I’m writing this Stan code (and the JSON) from Haskell, and trying to avoid a runtime dependence on R. So I could use brms or rstanarm to figure things out, and then port it back to the Haskell model-writing bit.

But ultimately I’d like to understand well enough to do it directly. And learn how to diagnose these things.
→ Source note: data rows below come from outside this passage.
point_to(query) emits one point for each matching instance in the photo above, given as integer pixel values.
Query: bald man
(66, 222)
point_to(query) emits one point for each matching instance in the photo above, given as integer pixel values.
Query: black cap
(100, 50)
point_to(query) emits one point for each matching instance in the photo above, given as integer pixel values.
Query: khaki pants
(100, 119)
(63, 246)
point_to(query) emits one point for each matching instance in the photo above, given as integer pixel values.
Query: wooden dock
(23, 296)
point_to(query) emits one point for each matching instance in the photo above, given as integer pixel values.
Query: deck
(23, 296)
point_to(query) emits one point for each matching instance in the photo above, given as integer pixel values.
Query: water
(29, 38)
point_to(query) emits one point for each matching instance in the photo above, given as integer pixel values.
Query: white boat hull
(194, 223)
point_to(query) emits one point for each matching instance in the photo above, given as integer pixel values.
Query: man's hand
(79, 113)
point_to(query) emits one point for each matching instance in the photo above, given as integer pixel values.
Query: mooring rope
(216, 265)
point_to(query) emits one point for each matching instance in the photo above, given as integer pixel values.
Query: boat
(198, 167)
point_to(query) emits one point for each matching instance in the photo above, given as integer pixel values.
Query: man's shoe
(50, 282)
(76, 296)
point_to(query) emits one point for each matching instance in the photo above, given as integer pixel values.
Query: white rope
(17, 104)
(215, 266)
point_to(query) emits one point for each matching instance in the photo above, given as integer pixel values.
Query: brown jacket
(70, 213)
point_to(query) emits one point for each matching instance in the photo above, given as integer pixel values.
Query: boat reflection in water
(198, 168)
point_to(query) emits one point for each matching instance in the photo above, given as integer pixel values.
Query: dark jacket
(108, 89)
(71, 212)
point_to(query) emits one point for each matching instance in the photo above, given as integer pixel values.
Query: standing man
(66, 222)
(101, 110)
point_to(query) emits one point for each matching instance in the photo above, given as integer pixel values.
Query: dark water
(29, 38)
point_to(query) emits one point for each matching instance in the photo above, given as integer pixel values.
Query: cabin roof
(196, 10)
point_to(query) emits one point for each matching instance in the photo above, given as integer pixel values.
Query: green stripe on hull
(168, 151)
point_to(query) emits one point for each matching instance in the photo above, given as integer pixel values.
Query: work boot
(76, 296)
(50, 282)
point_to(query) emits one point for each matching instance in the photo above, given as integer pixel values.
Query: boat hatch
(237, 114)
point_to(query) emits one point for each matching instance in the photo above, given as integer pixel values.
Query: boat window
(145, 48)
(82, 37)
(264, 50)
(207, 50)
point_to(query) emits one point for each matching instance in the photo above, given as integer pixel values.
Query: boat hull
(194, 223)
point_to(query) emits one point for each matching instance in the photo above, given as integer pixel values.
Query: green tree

Update: I did more experimentation. Weighting the sum-to-zero constraint seems to help some but I still get divergences. Without it, I don’t get divergences but the chains don’t mix well, I have significant autocorrelations out to very large lags and my Rhats are all > 1.1. With that constraint, and depending on its strength (the smallness of the standard-dev of the prior), all those problems go away but I have divergences. Raising adapt_delta helps somewhat but I still get some divergences.

More updates: The parameterization of the group coefficients was always non-centered (or scaled at least). But switching to doing it the “old” way–using transformed parameters–improved things quite a bit. I am still getting 1 to 5 divergences and I still don’t understand them, but that’s better than 75 or 900. Also, equally inexplicably, things were worse when I had a normal(0, sigma_group) prior on the transformed variable and then much much better when I switched that for a normal (0,1) prior on the “raw” variable.

So, best version now: has the sum-to-zero constraint, weighted by the number of counts in each category divided by the total counts. But that constraint is pretty weak: normal(0,.1). Using old-style non-centering helps, but only if the prior is put on the raw variable, otherwise things are even worse. And raising adapt-delta also helps.